Les cinq premiers pays arabes bénéficiaires des transferts de fonds en 2024 sont :
- Égypte : 22,7 milliards de dollars
- Maroc : 12 milliards de dollars
- Liban : 5,8 milliards de dollars
- Jordanie : 4,8 milliards de dollars
- Yémen : 3,8 milliards de dollars
Après la Tunisie, les pays suivants complètent le top 10 :
- Algérie : 1,94 milliard de dollars
- Qatar : 1,5 milliard de dollars
- Soudan : 1 milliard de dollars
- Irak : 879 millions de dollars
À l’échelle mondiale, les principaux pays récipiendaires de transferts de fonds en 2024 sont :
- Inde : 129,1 milliards de dollars
- Mexique : 68,2 milliards de dollars
- Chine : 48 milliards de dollars
- Philippines : 40,2 milliards de dollars
- Pakistan : 33,2 milliards de dollars
L’Égypte est le seul pays arabe à figurer dans le top 10 mondial, se positionnant à la 6ᵉ place avec 22,7 milliards de dollars reçus.
Ces transferts de fonds jouent un rôle crucial dans les économies des pays récipiendaires, en contribuant notamment à la réduction de la pauvreté, au financement de projets locaux et à l’amélioration des conditions de vie des familles bénéficiaires. Ils constituent également une source importante de devises étrangères, renforçant ainsi les réserves monétaires nationales
Il est important de noter que ces chiffres reflètent les transferts effectués par des canaux officiels. Les transferts informels, qui peuvent également être significatifs, ne sont pas pris en compte dans ces statistiques. De plus, les coûts de transfert restent élevés dans certaines régions, ce qui peut dissuader l’utilisation des circuits officiels. Par exemple, en Afrique subsaharienne, le coût moyen d’un transfert de 200 dollars était de 7,9 % au deuxième trimestre de 2023.
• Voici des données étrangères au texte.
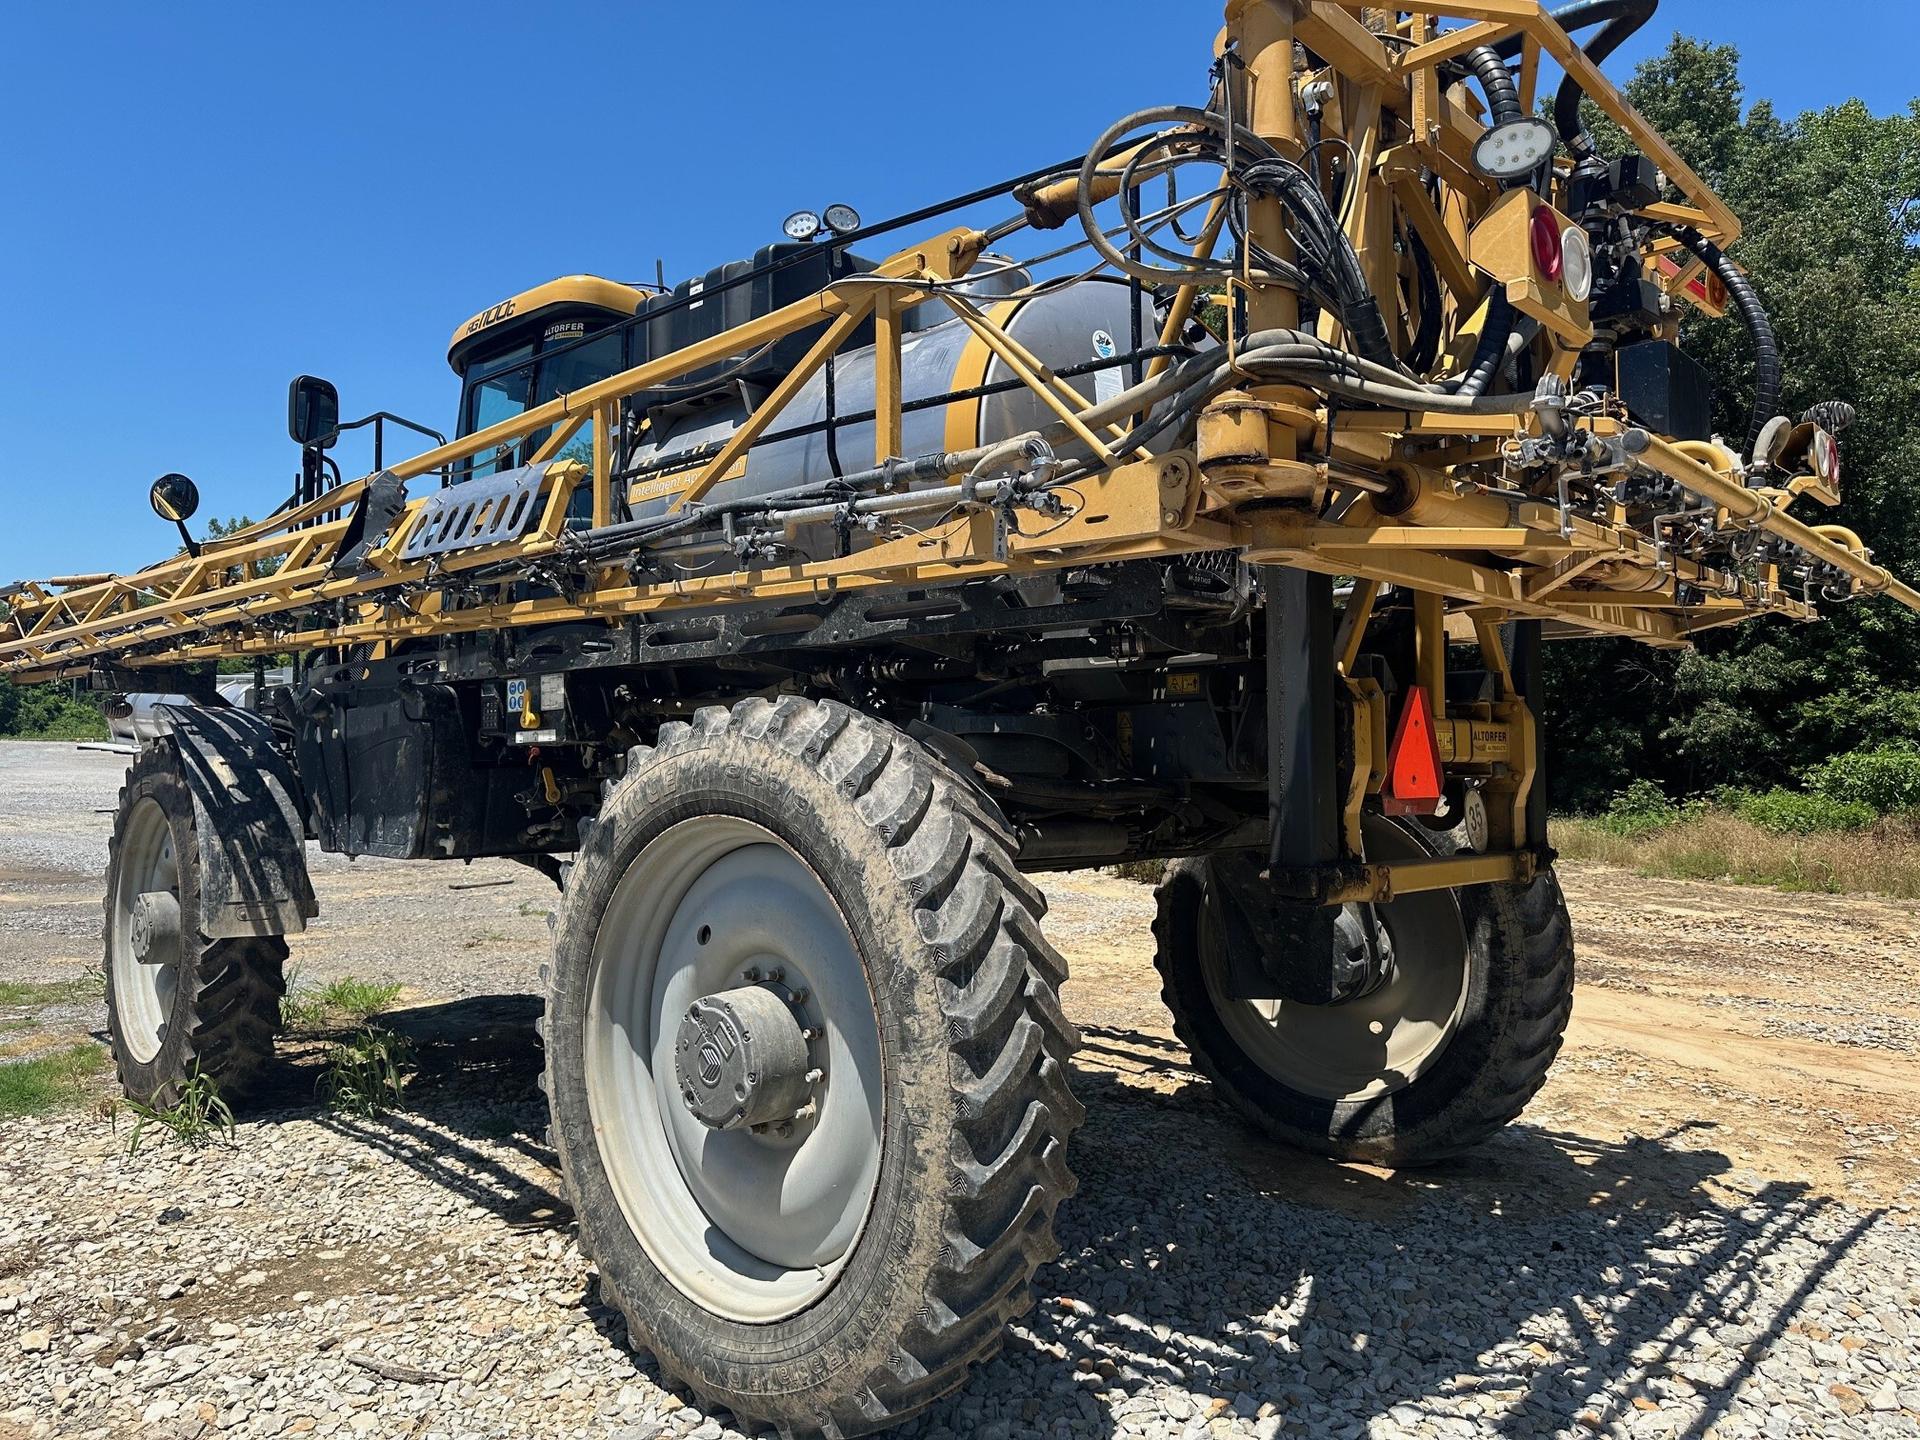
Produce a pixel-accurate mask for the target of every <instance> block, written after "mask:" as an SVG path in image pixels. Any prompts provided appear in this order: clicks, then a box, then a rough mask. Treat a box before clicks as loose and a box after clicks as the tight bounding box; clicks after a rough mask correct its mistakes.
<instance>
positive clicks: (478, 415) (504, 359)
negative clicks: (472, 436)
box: [455, 346, 534, 480]
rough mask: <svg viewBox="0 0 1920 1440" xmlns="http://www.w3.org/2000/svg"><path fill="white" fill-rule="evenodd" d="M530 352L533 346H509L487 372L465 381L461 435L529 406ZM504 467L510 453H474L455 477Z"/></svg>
mask: <svg viewBox="0 0 1920 1440" xmlns="http://www.w3.org/2000/svg"><path fill="white" fill-rule="evenodd" d="M532 355H534V348H532V346H518V348H516V349H509V351H507V353H505V355H501V357H499V359H495V361H493V365H492V367H488V372H486V374H480V376H476V378H474V380H470V382H468V386H467V415H463V417H461V434H467V436H470V434H474V432H476V430H486V428H488V426H490V424H499V422H501V420H511V419H513V417H515V415H520V413H522V411H524V409H526V407H528V403H530V401H532V394H534V365H532ZM503 468H513V457H511V455H499V453H495V455H476V457H474V459H472V461H470V468H468V467H463V470H465V472H463V474H459V476H455V478H459V480H467V478H478V476H484V474H495V472H497V470H503Z"/></svg>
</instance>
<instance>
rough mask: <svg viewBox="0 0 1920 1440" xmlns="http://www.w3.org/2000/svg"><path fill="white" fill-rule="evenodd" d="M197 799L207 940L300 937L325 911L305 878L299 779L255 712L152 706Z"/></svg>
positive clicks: (187, 707) (196, 809)
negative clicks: (322, 907) (179, 761)
mask: <svg viewBox="0 0 1920 1440" xmlns="http://www.w3.org/2000/svg"><path fill="white" fill-rule="evenodd" d="M157 708H159V712H161V714H163V718H165V720H167V724H169V733H167V735H163V737H159V739H156V741H154V743H156V745H173V749H175V751H177V753H179V756H180V774H182V776H184V778H186V787H188V791H190V793H192V797H194V831H196V835H198V839H200V931H202V933H204V935H205V937H207V939H209V941H223V939H240V937H244V935H298V933H300V931H303V929H305V927H307V920H311V918H313V916H317V914H319V912H321V906H319V900H315V899H313V881H311V879H309V877H307V826H305V818H303V806H301V799H300V797H301V789H300V780H298V778H296V776H294V768H292V764H288V760H286V756H284V755H282V753H280V751H278V747H276V745H275V733H273V726H271V724H267V720H265V718H263V716H257V714H253V712H252V710H236V708H202V707H198V705H161V707H157Z"/></svg>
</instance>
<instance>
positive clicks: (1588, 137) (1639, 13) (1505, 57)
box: [1475, 0, 1661, 163]
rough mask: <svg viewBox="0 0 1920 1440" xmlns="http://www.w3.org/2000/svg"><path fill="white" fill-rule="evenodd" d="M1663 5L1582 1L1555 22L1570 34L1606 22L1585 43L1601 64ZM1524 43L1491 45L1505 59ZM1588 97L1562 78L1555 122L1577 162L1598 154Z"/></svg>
mask: <svg viewBox="0 0 1920 1440" xmlns="http://www.w3.org/2000/svg"><path fill="white" fill-rule="evenodd" d="M1659 8H1661V0H1578V4H1571V6H1563V8H1561V10H1555V12H1553V23H1555V25H1559V27H1561V29H1563V31H1567V33H1569V35H1572V33H1574V31H1584V29H1588V27H1592V25H1605V27H1607V29H1603V31H1601V33H1599V35H1596V36H1594V38H1592V40H1590V42H1588V44H1586V46H1582V48H1584V50H1586V58H1588V60H1592V61H1594V63H1596V65H1597V63H1601V61H1605V60H1607V58H1609V56H1611V54H1613V52H1615V50H1619V48H1620V46H1622V44H1626V42H1628V40H1630V38H1632V36H1634V35H1636V33H1638V31H1640V29H1642V27H1644V25H1645V23H1647V21H1649V19H1653V13H1655V12H1657V10H1659ZM1523 44H1524V36H1519V35H1515V36H1509V38H1505V40H1501V42H1500V44H1496V46H1488V48H1490V50H1492V52H1494V54H1496V56H1500V58H1501V60H1513V58H1515V56H1517V54H1521V46H1523ZM1475 73H1478V71H1475ZM1482 84H1484V81H1482ZM1584 98H1586V90H1582V88H1580V83H1578V81H1576V79H1574V77H1572V75H1569V77H1567V79H1565V81H1561V88H1559V94H1557V96H1555V98H1553V125H1555V127H1557V129H1559V132H1561V140H1565V142H1567V148H1569V150H1572V157H1574V161H1576V163H1580V161H1588V159H1594V157H1596V148H1594V136H1592V134H1588V132H1586V127H1584V125H1582V123H1580V102H1582V100H1584Z"/></svg>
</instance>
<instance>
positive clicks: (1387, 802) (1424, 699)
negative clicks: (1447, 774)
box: [1380, 685, 1446, 814]
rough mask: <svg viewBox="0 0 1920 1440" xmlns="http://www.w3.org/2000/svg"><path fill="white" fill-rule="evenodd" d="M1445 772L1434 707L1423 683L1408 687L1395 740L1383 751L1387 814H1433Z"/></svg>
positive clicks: (1441, 792) (1435, 805) (1443, 789)
mask: <svg viewBox="0 0 1920 1440" xmlns="http://www.w3.org/2000/svg"><path fill="white" fill-rule="evenodd" d="M1444 787H1446V776H1444V774H1442V770H1440V737H1438V735H1436V733H1434V707H1432V701H1430V699H1427V689H1425V687H1423V685H1413V687H1411V689H1409V691H1407V703H1405V705H1402V707H1400V724H1398V726H1396V730H1394V743H1392V745H1390V747H1388V751H1386V789H1384V793H1382V795H1380V803H1382V808H1384V810H1386V814H1434V812H1436V810H1438V808H1440V795H1442V791H1444Z"/></svg>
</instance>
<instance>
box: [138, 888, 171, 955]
mask: <svg viewBox="0 0 1920 1440" xmlns="http://www.w3.org/2000/svg"><path fill="white" fill-rule="evenodd" d="M127 939H129V943H131V945H132V958H134V960H138V962H140V964H142V966H171V964H179V960H180V897H177V895H175V893H173V891H142V893H140V895H134V897H132V910H131V914H129V918H127Z"/></svg>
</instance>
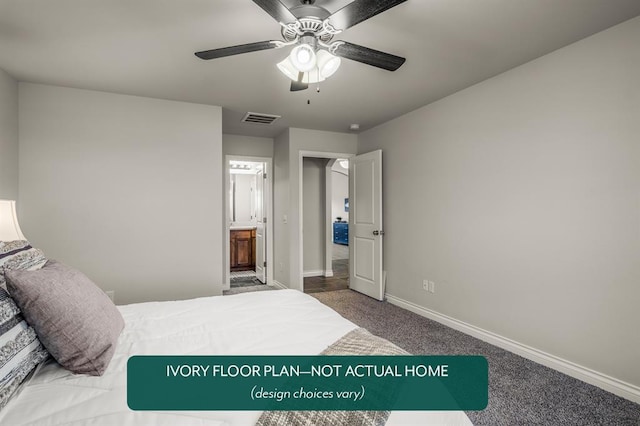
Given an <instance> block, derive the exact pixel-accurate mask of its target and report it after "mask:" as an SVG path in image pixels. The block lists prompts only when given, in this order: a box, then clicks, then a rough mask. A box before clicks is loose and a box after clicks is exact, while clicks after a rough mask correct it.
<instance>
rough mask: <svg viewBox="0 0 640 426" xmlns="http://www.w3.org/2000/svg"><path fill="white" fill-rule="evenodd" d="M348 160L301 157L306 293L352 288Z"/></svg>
mask: <svg viewBox="0 0 640 426" xmlns="http://www.w3.org/2000/svg"><path fill="white" fill-rule="evenodd" d="M348 174H349V163H348V159H347V158H346V156H344V157H342V156H338V157H334V158H326V157H325V158H319V157H315V156H304V157H303V158H302V173H301V179H302V182H301V183H302V185H301V188H302V194H301V195H302V197H301V201H302V210H301V213H302V220H301V225H302V244H301V247H302V259H301V260H302V266H303V289H304V292H306V293H317V292H325V291H335V290H344V289H348V288H349V176H348Z"/></svg>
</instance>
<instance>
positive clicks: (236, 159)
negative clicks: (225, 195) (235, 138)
mask: <svg viewBox="0 0 640 426" xmlns="http://www.w3.org/2000/svg"><path fill="white" fill-rule="evenodd" d="M225 161H226V162H225V164H226V171H227V173H226V188H227V191H226V196H225V199H226V206H227V209H226V219H227V220H226V231H227V238H226V244H225V246H226V251H225V253H226V259H227V262H226V265H227V267H226V270H225V276H226V279H225V285H224V286H223V289H224V290H230V289H232V288H234V287H238V288H239V287H253V286H260V285H265V284H271V282H272V281H273V273H272V269H273V268H272V260H271V257H272V256H271V253H272V252H273V249H272V247H273V239H272V225H271V222H272V221H271V220H270V217H271V193H272V192H271V172H270V170H271V159H270V158H261V157H236V156H227V157H226V159H225Z"/></svg>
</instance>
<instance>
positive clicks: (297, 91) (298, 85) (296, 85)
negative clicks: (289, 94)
mask: <svg viewBox="0 0 640 426" xmlns="http://www.w3.org/2000/svg"><path fill="white" fill-rule="evenodd" d="M303 78H304V73H303V72H301V73H298V81H292V82H291V91H292V92H299V91H301V90H307V89H308V88H309V84H308V83H303V82H302V79H303Z"/></svg>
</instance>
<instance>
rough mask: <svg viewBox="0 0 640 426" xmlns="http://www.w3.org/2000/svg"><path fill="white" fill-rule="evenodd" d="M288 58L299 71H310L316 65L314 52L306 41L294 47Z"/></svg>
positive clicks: (294, 66)
mask: <svg viewBox="0 0 640 426" xmlns="http://www.w3.org/2000/svg"><path fill="white" fill-rule="evenodd" d="M289 58H290V59H291V62H292V63H293V66H294V67H295V68H296V69H297V70H298V71H300V72H307V71H310V70H311V69H313V68H315V66H316V52H314V50H313V47H311V46H309V45H308V44H306V43H303V44H301V45H299V46H296V47H294V48H293V50H291V53H290V54H289Z"/></svg>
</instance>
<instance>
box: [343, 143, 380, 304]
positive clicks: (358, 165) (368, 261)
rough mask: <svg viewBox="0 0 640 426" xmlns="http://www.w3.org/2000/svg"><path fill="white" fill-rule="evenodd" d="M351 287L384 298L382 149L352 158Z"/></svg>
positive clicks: (369, 152)
mask: <svg viewBox="0 0 640 426" xmlns="http://www.w3.org/2000/svg"><path fill="white" fill-rule="evenodd" d="M349 198H350V199H349V287H350V288H351V289H352V290H355V291H359V292H360V293H363V294H366V295H367V296H370V297H373V298H374V299H377V300H384V282H383V274H382V236H383V235H384V232H383V230H382V151H381V150H377V151H373V152H369V153H366V154H362V155H358V156H356V157H352V158H351V159H350V161H349Z"/></svg>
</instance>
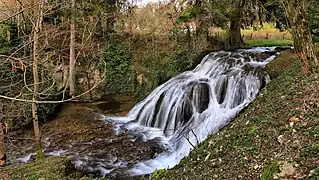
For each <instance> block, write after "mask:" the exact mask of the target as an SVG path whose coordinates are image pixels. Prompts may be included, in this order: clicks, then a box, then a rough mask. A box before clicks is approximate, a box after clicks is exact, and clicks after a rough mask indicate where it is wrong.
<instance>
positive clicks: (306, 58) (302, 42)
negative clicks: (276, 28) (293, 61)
mask: <svg viewBox="0 0 319 180" xmlns="http://www.w3.org/2000/svg"><path fill="white" fill-rule="evenodd" d="M282 4H283V6H284V9H285V14H286V17H287V20H288V22H289V24H290V25H291V29H290V30H291V33H292V36H293V40H294V48H295V52H296V53H297V55H298V57H299V59H300V61H301V71H302V73H303V74H309V73H310V72H315V71H318V68H319V61H318V59H317V57H316V55H315V53H314V50H313V49H314V48H313V42H312V38H311V34H310V30H309V26H308V16H307V9H308V7H309V5H310V1H309V0H283V1H282Z"/></svg>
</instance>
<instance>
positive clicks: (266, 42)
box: [245, 39, 293, 47]
mask: <svg viewBox="0 0 319 180" xmlns="http://www.w3.org/2000/svg"><path fill="white" fill-rule="evenodd" d="M245 43H246V46H248V47H271V46H292V45H293V42H292V41H291V40H264V39H255V40H246V41H245Z"/></svg>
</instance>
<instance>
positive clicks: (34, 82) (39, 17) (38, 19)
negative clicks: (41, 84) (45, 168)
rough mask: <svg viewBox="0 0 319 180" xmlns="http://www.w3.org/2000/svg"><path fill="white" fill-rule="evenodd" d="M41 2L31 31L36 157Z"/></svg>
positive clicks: (38, 124)
mask: <svg viewBox="0 0 319 180" xmlns="http://www.w3.org/2000/svg"><path fill="white" fill-rule="evenodd" d="M43 4H44V1H41V2H40V3H38V5H37V7H36V8H35V11H34V12H35V14H34V20H33V21H32V32H33V63H32V64H33V65H32V67H33V68H32V70H33V96H32V119H33V129H34V140H35V148H36V150H37V157H40V156H41V155H39V154H38V152H39V153H40V151H41V142H40V128H39V122H38V121H39V120H38V107H37V102H36V101H37V99H38V93H39V72H38V64H39V63H38V62H39V35H38V34H39V32H40V27H41V24H42V19H43Z"/></svg>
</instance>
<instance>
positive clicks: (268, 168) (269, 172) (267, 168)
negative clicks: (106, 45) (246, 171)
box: [261, 162, 279, 180]
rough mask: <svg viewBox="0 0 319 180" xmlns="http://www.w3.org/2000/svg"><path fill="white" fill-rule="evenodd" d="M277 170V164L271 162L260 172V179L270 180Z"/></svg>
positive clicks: (278, 171) (273, 178)
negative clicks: (260, 173) (268, 165)
mask: <svg viewBox="0 0 319 180" xmlns="http://www.w3.org/2000/svg"><path fill="white" fill-rule="evenodd" d="M278 172H279V164H278V163H277V162H274V163H271V164H270V165H269V166H267V167H266V168H265V169H264V170H263V171H262V174H261V180H272V179H274V175H275V174H276V173H278Z"/></svg>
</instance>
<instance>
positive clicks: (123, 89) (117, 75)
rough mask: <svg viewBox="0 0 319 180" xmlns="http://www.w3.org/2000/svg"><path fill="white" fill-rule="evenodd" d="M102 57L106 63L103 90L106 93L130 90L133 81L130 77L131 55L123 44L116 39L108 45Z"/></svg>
mask: <svg viewBox="0 0 319 180" xmlns="http://www.w3.org/2000/svg"><path fill="white" fill-rule="evenodd" d="M102 58H103V60H104V61H105V63H106V80H105V82H104V92H105V93H106V94H110V93H119V92H121V93H124V92H131V91H132V89H133V82H134V81H133V79H132V78H131V75H132V71H131V64H132V63H131V62H132V55H131V54H130V52H129V51H128V48H127V47H126V46H125V44H124V43H123V42H121V41H119V40H117V41H115V42H114V43H112V44H110V45H108V46H107V47H105V51H104V53H103V55H102ZM133 77H134V76H133Z"/></svg>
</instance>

Les gouvernements des pays récipiendaires cherchent à mettre en place des politiques pour faciliter ces transferts et maximiser leur impact sur le développement économique local. Cela inclut la réduction des coûts de transfert, l’amélioration des infrastructures financières et la promotion de l’inclusion financière des populations rurales.